Rick Crawford’s playing chess with the budget

Rick Crawford last week became the first known Republican member of the U.S. House of Representatives in the 21st Century to acknowledge that budget deficits must be attacked both by decreasing outgo and increasing income.

The New York Times liked what he did, which just goes to show that the New York Times doesn’t know everything.

On Friday the world’s greatest newspaper published an editorial approving of Crawford’s vaunted . . . well, sadly, it was a stunt.

The paper thought it significant that Crawford, a first term freshman Republican from the 1st District of eastern and north-central Arkansas, had broken with all his Republican colleagues. He also had broken with the famous no-tax pledge forced on modern-day Republicans by the smugly destructive Grover Norquist.

Crawford had dared to call for a 5 percent income surtax on millionaires.

Back in Arkansas, by contrast, we have been altogether underwhelmed. The cynical political overtones are obvious.

Crawford is a weak and vulnerable congressman, having won last year only because of the Tea Party tide and because Democrats offered a less-than-stellar nominee.

Now he has no Republican primary opponent, but he does confront three Democrats angling to challenge him in the fall in a district that still conceivably has a significant Democratic base.

Crawford seeks to break through any lingering partisan disadvantage by appealing to the greater independence and outsiderism of his district. He can do that by arguing that he, unlike his Democratic foes, has actually proposed a compromising bipartisan solution to the deficit and debt crisis.

And by the way: There aren’t many millionaires in his district.

It’s not a bad chess move, actually.

What it lacks altogether is any integrity as a workable or logical policy proposal.

His scheme is to tie this 5 percent income tax surtax on millionaires to a balanced-budget amendment to the U.S. Constitution. That is to say he would impose his surtax only if Congress voted to refer a balanced-budget amendment to the states.

Democrats will never go for a balanced-budget amendment, and shouldn’t.

It’s a cosmetic Republican trick.

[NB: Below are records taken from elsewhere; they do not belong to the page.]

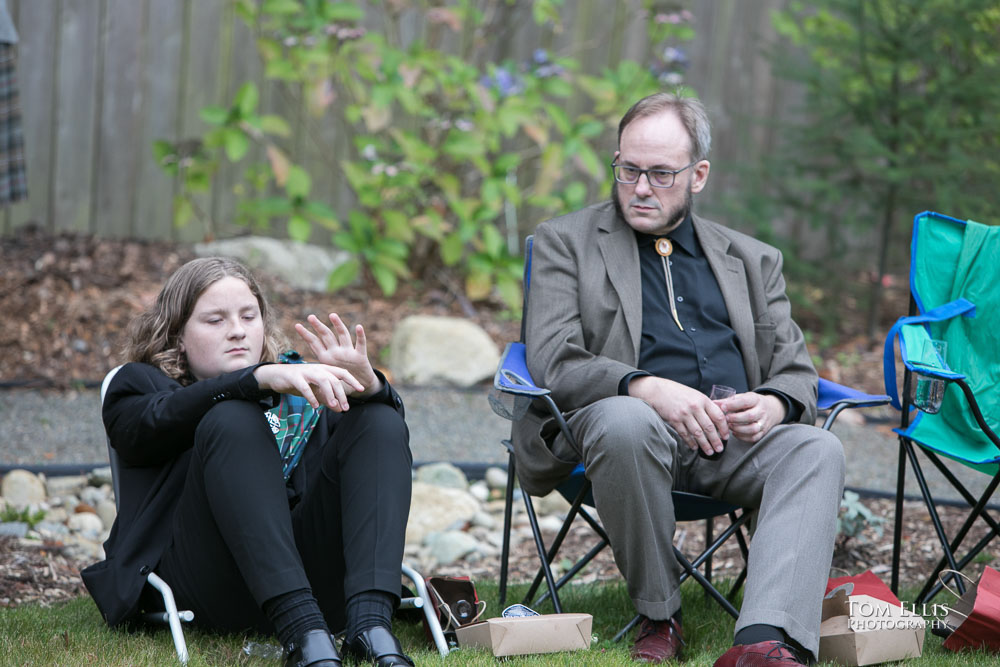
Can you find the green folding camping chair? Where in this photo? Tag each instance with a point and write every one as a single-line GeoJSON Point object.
{"type": "Point", "coordinates": [954, 272]}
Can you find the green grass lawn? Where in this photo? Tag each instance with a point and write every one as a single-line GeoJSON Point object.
{"type": "Point", "coordinates": [74, 634]}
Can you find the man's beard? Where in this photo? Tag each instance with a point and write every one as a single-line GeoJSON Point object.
{"type": "Point", "coordinates": [680, 213]}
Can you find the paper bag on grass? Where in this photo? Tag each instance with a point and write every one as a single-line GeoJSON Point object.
{"type": "Point", "coordinates": [976, 615]}
{"type": "Point", "coordinates": [547, 633]}
{"type": "Point", "coordinates": [862, 630]}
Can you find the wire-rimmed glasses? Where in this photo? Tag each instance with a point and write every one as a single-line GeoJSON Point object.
{"type": "Point", "coordinates": [658, 178]}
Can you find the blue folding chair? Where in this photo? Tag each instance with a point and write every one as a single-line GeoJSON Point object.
{"type": "Point", "coordinates": [514, 381]}
{"type": "Point", "coordinates": [954, 270]}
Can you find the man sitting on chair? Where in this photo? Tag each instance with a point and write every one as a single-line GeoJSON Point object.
{"type": "Point", "coordinates": [637, 308]}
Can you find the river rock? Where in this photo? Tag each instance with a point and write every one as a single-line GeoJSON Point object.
{"type": "Point", "coordinates": [429, 350]}
{"type": "Point", "coordinates": [435, 508]}
{"type": "Point", "coordinates": [22, 488]}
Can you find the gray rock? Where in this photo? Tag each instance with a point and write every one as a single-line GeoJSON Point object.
{"type": "Point", "coordinates": [13, 529]}
{"type": "Point", "coordinates": [442, 474]}
{"type": "Point", "coordinates": [60, 487]}
{"type": "Point", "coordinates": [434, 508]}
{"type": "Point", "coordinates": [86, 524]}
{"type": "Point", "coordinates": [22, 488]}
{"type": "Point", "coordinates": [428, 350]}
{"type": "Point", "coordinates": [496, 478]}
{"type": "Point", "coordinates": [480, 491]}
{"type": "Point", "coordinates": [448, 547]}
{"type": "Point", "coordinates": [51, 528]}
{"type": "Point", "coordinates": [301, 265]}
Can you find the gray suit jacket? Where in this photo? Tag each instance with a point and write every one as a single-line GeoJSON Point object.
{"type": "Point", "coordinates": [584, 321]}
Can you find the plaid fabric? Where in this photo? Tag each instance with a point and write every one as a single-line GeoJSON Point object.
{"type": "Point", "coordinates": [292, 422]}
{"type": "Point", "coordinates": [13, 175]}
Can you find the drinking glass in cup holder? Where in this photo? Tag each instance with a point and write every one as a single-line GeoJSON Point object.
{"type": "Point", "coordinates": [927, 392]}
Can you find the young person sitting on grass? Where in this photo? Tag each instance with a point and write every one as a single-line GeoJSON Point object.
{"type": "Point", "coordinates": [289, 520]}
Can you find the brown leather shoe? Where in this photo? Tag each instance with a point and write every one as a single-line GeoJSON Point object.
{"type": "Point", "coordinates": [658, 641]}
{"type": "Point", "coordinates": [761, 654]}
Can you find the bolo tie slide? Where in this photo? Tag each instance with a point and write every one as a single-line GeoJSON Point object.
{"type": "Point", "coordinates": [664, 248]}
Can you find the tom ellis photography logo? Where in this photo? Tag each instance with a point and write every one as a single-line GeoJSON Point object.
{"type": "Point", "coordinates": [866, 615]}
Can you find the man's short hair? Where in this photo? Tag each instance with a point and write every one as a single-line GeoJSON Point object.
{"type": "Point", "coordinates": [689, 109]}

It refers an amendment to the lengthy process of ratification by the states while Congress gets to continue its self-serving negligence and irresponsibility as usual, evading the tough choices of actual and meaningful cuts.

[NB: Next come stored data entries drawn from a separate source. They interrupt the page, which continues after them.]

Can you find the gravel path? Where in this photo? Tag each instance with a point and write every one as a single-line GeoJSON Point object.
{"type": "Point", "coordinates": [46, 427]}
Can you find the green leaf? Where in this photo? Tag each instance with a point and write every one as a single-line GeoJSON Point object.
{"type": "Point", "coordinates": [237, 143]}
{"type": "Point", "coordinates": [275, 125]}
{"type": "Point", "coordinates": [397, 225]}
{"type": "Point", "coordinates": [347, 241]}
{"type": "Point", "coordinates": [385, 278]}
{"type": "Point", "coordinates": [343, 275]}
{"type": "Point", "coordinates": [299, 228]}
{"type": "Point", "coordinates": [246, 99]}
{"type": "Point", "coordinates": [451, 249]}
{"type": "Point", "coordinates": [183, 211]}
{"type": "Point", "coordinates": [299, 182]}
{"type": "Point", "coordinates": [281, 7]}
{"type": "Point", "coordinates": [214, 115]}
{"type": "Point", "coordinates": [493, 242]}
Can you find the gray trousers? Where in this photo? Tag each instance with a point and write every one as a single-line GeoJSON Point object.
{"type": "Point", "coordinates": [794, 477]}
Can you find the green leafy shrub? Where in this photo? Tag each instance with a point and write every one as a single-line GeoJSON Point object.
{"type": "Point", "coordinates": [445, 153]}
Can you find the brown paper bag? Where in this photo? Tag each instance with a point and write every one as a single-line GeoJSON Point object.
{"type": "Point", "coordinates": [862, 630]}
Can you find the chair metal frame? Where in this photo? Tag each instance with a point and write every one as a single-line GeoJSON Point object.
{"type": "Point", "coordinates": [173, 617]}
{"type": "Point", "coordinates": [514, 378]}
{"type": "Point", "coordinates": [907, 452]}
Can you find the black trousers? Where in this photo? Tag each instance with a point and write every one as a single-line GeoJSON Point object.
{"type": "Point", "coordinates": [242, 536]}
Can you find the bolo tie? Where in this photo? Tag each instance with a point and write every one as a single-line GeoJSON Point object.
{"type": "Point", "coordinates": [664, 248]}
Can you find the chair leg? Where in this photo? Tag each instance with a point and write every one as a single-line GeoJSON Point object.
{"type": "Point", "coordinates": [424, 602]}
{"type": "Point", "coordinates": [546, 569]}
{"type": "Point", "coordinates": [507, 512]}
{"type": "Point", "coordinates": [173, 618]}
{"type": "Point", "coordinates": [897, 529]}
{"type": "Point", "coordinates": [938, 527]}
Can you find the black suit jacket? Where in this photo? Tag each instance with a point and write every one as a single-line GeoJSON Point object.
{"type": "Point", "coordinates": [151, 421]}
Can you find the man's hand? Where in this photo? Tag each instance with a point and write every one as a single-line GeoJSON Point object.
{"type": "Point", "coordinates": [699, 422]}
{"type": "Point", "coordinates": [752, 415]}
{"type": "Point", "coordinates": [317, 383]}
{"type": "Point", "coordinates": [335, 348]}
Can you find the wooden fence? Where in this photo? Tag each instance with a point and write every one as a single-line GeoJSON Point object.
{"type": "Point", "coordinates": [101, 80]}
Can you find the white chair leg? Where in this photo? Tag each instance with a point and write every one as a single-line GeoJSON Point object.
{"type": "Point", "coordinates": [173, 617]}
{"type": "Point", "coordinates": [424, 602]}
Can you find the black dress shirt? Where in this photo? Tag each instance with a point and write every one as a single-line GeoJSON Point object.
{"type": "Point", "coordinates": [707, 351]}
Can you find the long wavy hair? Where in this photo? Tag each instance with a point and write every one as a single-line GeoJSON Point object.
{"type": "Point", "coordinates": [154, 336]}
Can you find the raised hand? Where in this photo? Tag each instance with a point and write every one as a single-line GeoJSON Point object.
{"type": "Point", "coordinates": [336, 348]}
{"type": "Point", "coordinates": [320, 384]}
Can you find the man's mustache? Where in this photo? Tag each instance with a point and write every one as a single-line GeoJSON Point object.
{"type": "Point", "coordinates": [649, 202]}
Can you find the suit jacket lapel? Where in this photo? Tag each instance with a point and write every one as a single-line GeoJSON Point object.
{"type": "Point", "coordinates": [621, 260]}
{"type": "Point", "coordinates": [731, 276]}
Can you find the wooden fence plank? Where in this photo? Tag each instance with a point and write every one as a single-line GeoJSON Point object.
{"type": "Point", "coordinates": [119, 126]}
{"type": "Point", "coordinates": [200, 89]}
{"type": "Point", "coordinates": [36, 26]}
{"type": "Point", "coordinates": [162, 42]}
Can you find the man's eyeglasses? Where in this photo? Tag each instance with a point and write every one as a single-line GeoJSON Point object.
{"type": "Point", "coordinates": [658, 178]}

Anyway, a balanced budget should be the goal, not the law. A little deficit is sometimes not a bad thing.

I do not know your household financial situation. But if you actually incurred expenditures last year exceeding your income—doing so by a judicious and manageable use of debt and time-pay or depletion of savings, maybe because a special unforeseen need arose—that does not make you a bad or irresponsible person. You are not a lawbreaker, nor should your government be if it did the same.

If you seriously intend to impose a balanced-budget amendment, then it is incumbent on you to provide practical exceptions. I asked Crawford’s office last week about that kind of detail. He didn’t have any. Just any old balanced-budget amendment would do.

If Crawford were serious, he would offer another deal, actually workable.

He could start out proposing to go along with the income-tax surtax if Democrats would go along with a voucher system for Medicare.

But that’s also untenable to Democrats, and should be. We can’t throw all the grandmas and great-grandmas out into the private insurance marketplace. We need to mend, not end, Medicare.

So Crawford could have a ready fallback position. He could offer the income surtax only in exchange for actual commensurate reductions in federal government spending. His income tax could expire in the event the cuts were not verifiably achieved in a specified period of time.

That would be real budgeting, real compromise, real substance, real logic and real bipartisanship. It also would be real money and real math.

Actually, it’s our only way out of this looming financial calamity. We desperately need a few statesmen in Washington to stand up and say so.

Rick Crawford did not offer himself as one last week. He was but a pawn with the audacity to serve his personal interest and move himself.